Ночь была теплая. По части шарахались какие-то пьяные матросы, грубо нарушающие распорядок дня. Валид-Хан не стал никого останавливать, ловить и хватать, только бросил в какого-то неосторожно приблизившегося матроса увесистый камень. Судя по раздававшимся в темноте стонам и ругани, он попал в цель. Чтобы не получить ответный камень, штабс-капитан ускорил шаг и оказался у помещения дежурного офицера. Валид-Хан хотел поболтать с дежурным, но тот спал прямо за столом, положив голову на руки. Валид-Хан почитал немного по боевой трансляции Бодлера, прошел дальше и оказался у котельной.
— Досточтимый коллега, — услышал он, — не возьмете ли вы на себя труд подбросить угля в мою топку, ибо моя лопата слегка повреждена?
— Извольте, — последовал ответ.
Это стояли кочегарскую вахту два профессора, подрабатывающие себе этим на жизнь, потому что российское жалованье профессора слишком мало.
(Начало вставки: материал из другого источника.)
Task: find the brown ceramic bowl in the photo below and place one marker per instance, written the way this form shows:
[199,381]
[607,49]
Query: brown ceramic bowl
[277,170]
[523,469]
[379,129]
Один был профессор философии и преподавал в Восточном институте, другой же, Никанор Иванович, был профессором музыки и не преподавал нигде. Эти два благообразных старичка, перепачканные угольной пылью, но даже в робе не утратившие некоего интеллигентского лоска, немного рассеяли одиночество Валид-Хана. Он посидел на куче угля, покурил, а потом подошел к музыканту.
— Старик, — сказал ему штабс-капитан, — бросай это дело, пойдем отыграем по умирающему.
Степанов уже был в доме Валид-Хана. Он привел с собой Мишу Володина.
— Нужен же хоть один зритель, — пояснил он.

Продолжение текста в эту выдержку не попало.